The United States is a nation founded and started by groups of immigrants. Yet, to take a stance that anyone who immigrates to the U.S. for the purpose of seeking asylum is committing a crime and then, dehumanizing undocumented immigrants by calling them “illegal,” and “aliens,” is one that goes directly against the fabric of our nation and the intent of our founding fathers. At the time, we as new immigrant communities believed that all people are created equal and that all should be equally allowed to pursue life, liberty and justice.
The current situation with the detention centers at the Mexican border is a visible reflection of how we’ve forgotten who we are, how we started as a nation and what our thread and spirit is as a nation. With these detention centers having sub-human living conditions and displaying blatant disregard and neglect for these undocumented immigrants, we’re not really being American, because that’s not what being American means. Being American looks like closing these detention centers, immediately, and quickly transitioning these asylum seekers into an asylum track permanent residence and/or citizenship track program, an issue and action that shouldn’t be partisan at all. It’s common sense.
We started as a nation of immigrants and we will continue to exist for the support of all people, including immigrants, because we acknowledge our equality as well as the notion that no one soul is less than another.
We need to process the backlog of asylum cases more quickly by funding the judiciary to do so.
We can help transition undocumented immigrants into job training and other economic opportunities, which would already increase what they contribute to our nation anyway.

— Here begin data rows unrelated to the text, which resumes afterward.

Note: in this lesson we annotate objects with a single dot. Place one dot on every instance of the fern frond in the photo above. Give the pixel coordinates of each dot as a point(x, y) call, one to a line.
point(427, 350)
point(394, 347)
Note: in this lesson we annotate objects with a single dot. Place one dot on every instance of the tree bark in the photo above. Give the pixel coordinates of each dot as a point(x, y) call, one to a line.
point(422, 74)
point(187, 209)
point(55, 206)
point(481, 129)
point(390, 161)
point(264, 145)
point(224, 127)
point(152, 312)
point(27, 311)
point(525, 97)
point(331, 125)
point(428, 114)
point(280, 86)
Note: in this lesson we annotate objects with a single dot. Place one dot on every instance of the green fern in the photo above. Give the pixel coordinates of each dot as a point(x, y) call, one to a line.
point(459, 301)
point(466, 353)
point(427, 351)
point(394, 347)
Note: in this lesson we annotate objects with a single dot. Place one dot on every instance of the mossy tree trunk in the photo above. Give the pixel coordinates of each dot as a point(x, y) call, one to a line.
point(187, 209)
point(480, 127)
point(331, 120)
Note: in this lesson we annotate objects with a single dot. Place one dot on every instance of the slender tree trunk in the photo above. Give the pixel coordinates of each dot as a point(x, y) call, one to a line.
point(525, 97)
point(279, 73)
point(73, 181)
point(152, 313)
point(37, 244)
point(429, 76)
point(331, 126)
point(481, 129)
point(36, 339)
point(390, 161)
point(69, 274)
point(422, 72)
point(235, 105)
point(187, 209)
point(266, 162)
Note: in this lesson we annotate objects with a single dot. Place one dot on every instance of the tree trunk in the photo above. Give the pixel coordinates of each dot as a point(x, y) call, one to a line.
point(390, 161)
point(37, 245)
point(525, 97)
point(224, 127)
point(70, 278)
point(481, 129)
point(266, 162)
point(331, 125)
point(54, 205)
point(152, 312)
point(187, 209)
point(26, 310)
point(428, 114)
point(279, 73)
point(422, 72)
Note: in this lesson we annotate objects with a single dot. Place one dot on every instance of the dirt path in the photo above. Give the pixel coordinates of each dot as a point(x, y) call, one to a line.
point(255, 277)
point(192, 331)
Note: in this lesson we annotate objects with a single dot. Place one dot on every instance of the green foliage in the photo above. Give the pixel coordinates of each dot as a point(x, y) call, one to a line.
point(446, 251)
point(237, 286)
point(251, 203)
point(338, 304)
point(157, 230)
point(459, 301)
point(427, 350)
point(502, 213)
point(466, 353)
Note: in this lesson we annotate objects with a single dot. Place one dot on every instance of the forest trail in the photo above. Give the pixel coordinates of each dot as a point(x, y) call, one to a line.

The rate of their contributions, in fields ranging from the arts to science to academia, is among the highest of any subpopulation, whether measured culturally, academically, or economically. Children born of immigrants are more likely to go to college and get a degree and less likely to live in poverty. As of 2016, it’s been shown that in fact, immigrants contributed around $2 trillion to our GDP. Additionally, rather than competing with U.S. workers, research has shown their skills tend to complement them.
Further, undocumented immigrants also contribute to Medicare and Social Security -- without reaping many of the benefits. As recently as 2010, research shows undocumented immigrants paid $13 billion into Social Security but only received $1 billion in services. And they paid over $35 billion more into Medicare than they withdrew between 2000 and 2011. They also pay over $11 billion a year in state and local taxes.
So, it’s only fair that we allow them equal access to healthcare, because it’s a basic human right. Immigrants contribute, and have always contributed, for the better in our economy and free market.
The current issue at the border isn’t the sudden influx of immigrants, it’s what we can do on a macro level in addressing the refugee situation in Latin America. We can address this by talking with leaders of those underlying and related countries to see what we can all do, be and work together towards, in establishing peace, justice and humanitarian care and relief for all. We can all work together as independent nations who exist each for the love of their people. For, if there’s no love, why would there be the need for government?
We need to be more strategic in addressing the drug cartels by having more developed, high level operations that address these drug cartels and not oppress masses of people and souls. This must all stop now.